In February this year the PM he visited the Oxfordshire West Food Bank in his Witney constituency, while taking care not to speak to any of its service users. And last month Chris Mould, the Executive Director of the Trussell Trust, the largest of the charities that runs foodbanks in the UK, was invited to Downing Street at Easter in recognition of its work.

Some might conclude that such support indicates a compassionate, empathetic government that cares about the poor and badly off and is keen to encourage the voluntarist spirit that Cameron has so fervently promoted as the hallmark of the good society, in order to ameliorate their plight.

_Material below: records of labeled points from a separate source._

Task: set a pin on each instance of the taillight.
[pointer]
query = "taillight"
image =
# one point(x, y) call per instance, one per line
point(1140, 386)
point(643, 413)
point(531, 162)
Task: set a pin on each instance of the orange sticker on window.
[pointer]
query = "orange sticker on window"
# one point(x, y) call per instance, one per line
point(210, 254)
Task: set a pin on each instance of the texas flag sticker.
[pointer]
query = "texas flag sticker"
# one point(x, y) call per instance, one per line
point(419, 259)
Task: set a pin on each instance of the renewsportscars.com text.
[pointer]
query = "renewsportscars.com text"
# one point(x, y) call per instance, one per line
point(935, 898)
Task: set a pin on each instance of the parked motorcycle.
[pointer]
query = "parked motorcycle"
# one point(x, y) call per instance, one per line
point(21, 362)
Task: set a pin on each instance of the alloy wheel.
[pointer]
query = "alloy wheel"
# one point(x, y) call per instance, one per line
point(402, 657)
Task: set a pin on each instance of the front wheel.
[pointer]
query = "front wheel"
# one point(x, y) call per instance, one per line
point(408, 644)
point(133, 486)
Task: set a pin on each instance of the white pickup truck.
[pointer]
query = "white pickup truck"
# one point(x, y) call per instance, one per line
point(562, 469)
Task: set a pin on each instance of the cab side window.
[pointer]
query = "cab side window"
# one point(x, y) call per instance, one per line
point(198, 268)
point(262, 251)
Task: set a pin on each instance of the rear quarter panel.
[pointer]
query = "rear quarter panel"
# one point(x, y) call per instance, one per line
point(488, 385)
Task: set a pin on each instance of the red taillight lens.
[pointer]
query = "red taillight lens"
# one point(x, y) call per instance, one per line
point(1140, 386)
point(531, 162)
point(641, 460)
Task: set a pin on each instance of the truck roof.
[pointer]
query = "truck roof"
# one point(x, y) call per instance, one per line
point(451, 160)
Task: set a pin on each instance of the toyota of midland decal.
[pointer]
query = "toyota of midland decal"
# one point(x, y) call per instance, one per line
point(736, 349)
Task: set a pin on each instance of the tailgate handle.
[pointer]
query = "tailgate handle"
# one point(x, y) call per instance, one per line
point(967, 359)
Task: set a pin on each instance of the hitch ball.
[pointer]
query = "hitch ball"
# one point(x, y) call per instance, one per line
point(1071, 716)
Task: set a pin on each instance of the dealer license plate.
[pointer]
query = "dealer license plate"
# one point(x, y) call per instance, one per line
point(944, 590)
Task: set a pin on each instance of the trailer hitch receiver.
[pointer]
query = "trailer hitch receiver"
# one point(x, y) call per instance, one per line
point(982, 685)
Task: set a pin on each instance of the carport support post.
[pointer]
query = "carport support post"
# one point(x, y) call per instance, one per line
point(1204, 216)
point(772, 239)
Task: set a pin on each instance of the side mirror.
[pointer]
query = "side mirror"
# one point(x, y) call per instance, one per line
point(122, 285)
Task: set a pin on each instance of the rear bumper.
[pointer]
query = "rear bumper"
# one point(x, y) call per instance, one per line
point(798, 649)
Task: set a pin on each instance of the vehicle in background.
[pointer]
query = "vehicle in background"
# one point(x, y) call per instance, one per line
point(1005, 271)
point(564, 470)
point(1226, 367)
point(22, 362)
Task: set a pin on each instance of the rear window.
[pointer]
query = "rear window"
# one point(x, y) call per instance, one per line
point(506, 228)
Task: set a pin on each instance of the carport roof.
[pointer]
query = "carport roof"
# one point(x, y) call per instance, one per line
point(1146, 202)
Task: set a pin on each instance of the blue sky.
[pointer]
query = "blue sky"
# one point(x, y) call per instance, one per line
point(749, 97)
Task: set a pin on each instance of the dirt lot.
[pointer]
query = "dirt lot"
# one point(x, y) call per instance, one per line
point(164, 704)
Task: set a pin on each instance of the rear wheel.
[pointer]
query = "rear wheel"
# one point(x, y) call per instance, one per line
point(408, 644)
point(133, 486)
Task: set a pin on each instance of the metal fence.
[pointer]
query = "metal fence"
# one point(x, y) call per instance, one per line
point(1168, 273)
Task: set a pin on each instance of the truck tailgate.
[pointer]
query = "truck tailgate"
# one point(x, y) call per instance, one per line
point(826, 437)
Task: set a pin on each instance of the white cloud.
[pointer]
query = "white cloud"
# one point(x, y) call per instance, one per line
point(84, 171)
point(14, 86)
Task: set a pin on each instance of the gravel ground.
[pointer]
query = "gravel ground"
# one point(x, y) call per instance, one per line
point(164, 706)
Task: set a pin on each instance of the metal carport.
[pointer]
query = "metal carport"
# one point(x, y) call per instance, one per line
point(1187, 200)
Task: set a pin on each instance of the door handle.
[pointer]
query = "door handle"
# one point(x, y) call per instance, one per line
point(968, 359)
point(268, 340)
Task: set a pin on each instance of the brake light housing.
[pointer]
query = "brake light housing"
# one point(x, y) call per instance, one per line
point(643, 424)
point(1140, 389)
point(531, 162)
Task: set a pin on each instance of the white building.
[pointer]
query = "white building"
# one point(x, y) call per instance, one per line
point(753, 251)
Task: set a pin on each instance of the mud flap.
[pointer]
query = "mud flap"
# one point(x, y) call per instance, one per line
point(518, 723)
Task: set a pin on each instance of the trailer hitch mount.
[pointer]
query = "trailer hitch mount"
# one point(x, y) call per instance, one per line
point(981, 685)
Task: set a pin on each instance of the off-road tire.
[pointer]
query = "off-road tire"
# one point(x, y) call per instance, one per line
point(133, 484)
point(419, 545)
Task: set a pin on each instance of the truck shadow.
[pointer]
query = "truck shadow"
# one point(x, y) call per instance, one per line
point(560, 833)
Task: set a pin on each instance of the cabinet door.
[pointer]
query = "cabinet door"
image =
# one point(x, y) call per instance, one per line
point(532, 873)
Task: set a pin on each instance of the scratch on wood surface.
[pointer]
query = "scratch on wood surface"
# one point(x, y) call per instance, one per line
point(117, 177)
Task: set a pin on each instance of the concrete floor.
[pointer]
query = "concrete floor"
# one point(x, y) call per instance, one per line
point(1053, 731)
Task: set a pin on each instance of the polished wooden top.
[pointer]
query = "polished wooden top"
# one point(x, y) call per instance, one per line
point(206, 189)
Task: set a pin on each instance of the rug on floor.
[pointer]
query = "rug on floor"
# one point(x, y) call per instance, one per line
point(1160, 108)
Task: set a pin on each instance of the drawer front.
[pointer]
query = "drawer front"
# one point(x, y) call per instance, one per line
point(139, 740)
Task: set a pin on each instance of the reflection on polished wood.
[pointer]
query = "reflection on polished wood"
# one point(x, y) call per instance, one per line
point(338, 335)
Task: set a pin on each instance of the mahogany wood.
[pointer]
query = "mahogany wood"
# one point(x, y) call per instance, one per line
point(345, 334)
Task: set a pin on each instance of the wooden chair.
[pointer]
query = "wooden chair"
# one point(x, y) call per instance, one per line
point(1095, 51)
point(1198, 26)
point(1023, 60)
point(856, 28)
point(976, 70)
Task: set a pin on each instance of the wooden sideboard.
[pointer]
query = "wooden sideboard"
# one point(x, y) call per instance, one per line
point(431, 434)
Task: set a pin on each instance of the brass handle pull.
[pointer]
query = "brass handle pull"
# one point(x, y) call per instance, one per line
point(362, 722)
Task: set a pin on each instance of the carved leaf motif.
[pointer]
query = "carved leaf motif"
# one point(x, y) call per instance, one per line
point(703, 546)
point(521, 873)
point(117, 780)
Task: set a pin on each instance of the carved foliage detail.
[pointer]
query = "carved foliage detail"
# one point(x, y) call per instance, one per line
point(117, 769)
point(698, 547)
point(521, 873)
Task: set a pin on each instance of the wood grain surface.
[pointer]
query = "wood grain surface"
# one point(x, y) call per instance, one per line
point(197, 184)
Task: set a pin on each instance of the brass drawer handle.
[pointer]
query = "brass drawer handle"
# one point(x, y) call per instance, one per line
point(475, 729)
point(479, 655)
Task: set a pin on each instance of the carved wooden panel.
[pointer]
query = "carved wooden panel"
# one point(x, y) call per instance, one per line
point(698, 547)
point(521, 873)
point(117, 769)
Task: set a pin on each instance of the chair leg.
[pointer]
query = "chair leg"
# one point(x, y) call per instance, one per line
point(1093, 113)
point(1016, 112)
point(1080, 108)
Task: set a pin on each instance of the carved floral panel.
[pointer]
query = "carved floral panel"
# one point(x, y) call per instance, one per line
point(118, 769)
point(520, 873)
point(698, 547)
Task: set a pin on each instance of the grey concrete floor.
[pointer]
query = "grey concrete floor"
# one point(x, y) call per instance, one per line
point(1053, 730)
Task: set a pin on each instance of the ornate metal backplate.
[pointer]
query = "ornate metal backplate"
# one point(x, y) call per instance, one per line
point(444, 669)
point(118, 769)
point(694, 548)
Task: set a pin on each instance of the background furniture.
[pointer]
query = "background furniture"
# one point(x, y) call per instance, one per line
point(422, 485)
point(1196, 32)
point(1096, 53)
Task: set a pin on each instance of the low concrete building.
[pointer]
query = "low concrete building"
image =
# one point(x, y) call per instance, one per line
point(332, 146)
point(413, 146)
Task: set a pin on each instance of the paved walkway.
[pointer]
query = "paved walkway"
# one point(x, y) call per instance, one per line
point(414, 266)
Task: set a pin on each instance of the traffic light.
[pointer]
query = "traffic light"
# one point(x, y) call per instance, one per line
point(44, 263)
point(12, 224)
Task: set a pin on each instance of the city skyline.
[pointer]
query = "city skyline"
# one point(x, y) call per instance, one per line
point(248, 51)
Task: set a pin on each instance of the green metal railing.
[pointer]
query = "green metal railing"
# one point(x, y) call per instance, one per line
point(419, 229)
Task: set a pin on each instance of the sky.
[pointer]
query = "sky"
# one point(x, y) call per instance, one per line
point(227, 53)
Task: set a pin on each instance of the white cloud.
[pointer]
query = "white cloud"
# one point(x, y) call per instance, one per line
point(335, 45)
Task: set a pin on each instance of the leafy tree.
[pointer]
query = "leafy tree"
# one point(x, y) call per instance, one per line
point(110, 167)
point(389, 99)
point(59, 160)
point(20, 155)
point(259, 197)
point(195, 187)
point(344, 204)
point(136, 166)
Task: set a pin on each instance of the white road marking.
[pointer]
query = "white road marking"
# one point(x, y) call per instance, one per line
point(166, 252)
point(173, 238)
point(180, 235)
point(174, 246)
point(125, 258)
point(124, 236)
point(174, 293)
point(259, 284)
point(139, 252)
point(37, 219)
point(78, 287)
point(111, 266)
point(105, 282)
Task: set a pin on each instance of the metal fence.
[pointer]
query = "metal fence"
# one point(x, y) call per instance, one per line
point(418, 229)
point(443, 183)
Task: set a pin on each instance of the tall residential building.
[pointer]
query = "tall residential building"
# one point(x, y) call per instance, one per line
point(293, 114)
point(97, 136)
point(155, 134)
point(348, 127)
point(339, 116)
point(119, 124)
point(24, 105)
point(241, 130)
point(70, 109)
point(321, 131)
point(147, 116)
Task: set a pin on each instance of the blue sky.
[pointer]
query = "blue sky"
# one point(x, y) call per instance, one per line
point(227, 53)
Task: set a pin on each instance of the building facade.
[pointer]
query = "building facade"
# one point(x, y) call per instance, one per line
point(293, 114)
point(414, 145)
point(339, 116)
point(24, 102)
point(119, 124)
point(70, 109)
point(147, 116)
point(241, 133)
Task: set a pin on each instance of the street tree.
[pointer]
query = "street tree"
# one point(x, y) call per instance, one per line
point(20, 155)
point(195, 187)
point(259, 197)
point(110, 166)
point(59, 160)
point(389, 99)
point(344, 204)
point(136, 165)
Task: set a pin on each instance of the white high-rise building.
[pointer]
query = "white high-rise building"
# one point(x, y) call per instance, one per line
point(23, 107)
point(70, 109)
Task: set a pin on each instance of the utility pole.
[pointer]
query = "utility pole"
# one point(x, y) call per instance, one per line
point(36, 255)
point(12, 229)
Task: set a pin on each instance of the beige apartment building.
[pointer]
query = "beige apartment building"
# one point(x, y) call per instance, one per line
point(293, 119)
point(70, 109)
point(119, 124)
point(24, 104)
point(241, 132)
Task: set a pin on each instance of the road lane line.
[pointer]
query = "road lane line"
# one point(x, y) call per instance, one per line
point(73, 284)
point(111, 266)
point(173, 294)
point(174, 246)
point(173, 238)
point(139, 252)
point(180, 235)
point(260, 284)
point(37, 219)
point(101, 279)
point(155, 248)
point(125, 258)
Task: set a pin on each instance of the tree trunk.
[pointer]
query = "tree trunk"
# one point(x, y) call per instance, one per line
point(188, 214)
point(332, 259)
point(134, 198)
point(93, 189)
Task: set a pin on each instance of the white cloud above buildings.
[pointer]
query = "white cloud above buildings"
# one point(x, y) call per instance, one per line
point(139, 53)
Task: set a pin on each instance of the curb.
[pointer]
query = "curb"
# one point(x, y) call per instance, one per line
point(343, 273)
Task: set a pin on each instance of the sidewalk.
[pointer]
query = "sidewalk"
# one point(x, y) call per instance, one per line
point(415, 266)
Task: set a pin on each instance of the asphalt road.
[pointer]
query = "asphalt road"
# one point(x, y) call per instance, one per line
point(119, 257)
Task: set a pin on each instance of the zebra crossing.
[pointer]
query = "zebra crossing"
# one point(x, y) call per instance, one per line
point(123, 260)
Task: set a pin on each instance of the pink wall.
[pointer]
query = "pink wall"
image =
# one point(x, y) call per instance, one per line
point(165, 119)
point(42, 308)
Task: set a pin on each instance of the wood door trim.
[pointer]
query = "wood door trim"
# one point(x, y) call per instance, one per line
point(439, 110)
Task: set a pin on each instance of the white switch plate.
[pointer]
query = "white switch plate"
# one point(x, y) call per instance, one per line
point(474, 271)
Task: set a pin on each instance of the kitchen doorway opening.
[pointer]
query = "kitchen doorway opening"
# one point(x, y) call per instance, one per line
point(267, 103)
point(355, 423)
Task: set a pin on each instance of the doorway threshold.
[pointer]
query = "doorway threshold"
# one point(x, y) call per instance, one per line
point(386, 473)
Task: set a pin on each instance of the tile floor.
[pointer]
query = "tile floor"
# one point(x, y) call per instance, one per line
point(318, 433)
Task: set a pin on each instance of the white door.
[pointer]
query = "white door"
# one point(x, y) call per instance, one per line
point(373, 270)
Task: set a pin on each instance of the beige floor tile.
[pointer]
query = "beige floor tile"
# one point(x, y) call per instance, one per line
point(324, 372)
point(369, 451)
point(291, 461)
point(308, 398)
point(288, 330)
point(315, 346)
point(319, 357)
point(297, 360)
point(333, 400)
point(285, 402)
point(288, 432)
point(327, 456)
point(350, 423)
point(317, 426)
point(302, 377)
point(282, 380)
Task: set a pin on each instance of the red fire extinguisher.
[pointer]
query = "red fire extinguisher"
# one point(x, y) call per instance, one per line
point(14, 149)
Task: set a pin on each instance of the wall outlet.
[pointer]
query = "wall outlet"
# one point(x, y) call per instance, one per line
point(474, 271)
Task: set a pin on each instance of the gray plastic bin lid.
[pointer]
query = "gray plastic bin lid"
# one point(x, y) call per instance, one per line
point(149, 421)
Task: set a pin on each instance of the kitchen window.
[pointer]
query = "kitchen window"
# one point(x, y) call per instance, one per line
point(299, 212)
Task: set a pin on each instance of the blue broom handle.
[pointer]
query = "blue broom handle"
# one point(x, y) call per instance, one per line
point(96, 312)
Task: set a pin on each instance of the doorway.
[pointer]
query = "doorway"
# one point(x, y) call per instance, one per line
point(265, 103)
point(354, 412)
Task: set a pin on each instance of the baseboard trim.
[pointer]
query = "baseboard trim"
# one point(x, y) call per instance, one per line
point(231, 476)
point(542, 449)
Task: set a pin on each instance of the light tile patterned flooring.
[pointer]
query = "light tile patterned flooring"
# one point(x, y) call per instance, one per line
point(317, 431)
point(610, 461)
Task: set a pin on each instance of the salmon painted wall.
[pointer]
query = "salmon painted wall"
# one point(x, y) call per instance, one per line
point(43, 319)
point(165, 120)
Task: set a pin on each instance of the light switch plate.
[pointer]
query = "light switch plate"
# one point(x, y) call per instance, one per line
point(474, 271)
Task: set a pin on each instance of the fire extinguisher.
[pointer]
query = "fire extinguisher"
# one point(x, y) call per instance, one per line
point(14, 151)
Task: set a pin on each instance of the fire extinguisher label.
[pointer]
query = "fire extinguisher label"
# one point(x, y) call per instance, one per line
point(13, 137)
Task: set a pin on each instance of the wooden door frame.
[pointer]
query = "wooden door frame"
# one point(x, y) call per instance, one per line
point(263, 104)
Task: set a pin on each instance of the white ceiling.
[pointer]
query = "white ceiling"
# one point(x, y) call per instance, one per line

The government would clearly like people to reach these conclusions, but they fall a long way short of the truth. Last week I went to the town of Clay Cross in Derbyshire to research an article on the Trussell Trust's foodbank there.

Clay Cross is a former mining town with a population of 5,000, whose Labour council once became nationally famous in 1972 because it refused to implement the Heath government's 'Fair Rent Act' and raise rents for council house residents. Like many former mining towns and villages, it's fallen on hard times since the closure of the pits under Thatcher, and these times have got a lot worse under her ideological successors.

Since the centre opened last August, it has fed more than a thousand people, and the Trust is opening new drop ins in towns and villages in the area. I spoke to one client, who I shall call Bernard. He told me he had gone nearly two weeks without any money, after his benefits had been cut, apparently because he hadn't applied for one job that was presented to him - among many that he did apply for.

Bernard said that he never got the letter telling him about it, and in any case the sanction has been imposed till the beginning of July. Until then, unless he wins an appeal, or gets a £29 per week hardship fund, he will have to live off nothing the vouchers issued by the job centre, which enable him to get food from the Trussell Trust three to four times only.

Meanwhile, his flat is currently without gas or electricity because he has no money for the meter. Clearly the Trussell Trust is doing essential work, and its reliance on volunteers and donations from the public is a tribute to a generous and altruistic spirit that can still be found even in these times of everyone-for-themselves austerity.

But the fact that hundreds of thousands of people now depend on foodbanks in the seventh largest economy in the world is nothing to congratulate ourselves about, particularly when this phenomenon is often a direct consequence of the policies imposed by the government itself.

People end up depending on foodbanks for many different reasons, but tens of thousands of their service users, like Bernard, have been forced to go to foodbanks because of benefit sanctions and delays in payments that are deliberately designed to force them off benefits.

In March this year, a Guardian investigation found that jobcentres are imposing benefit sanctions in order to reach government-imposed targets. Many of those sanctioned are then referred to foodbanks, who in effect end up providing assistance previously offered by statutory bodies.

For the government, it's a win-win situation. Unemployed 'scroungers' are forced off benefits, so that it can claim that unemployment is falling and that its saving money for 'the taxpayer'. And the harsher the benefit regime gets, the more the unemployed will be forced to choose between going hungry and accepting temporary jobs and zero hour contracts

The 19th century Poor Law system once had a similarly punitive and deterrent ourpose in its treatment of the unemployed. Today, in the early 21st century, the poor are once again being victimised and punished to pay for a crisis they did not cause - even as their numbers are growing.

None of this was necessary. None of it was inevitable. Much of it is a direct consequence of policies introduced by one of the most ruthless and callous governments this country has ever seen. And for that same government to turn around and celebrate the charities forced to pick up the pieces is not only paradoxical - it's an act of gross hypocrisy.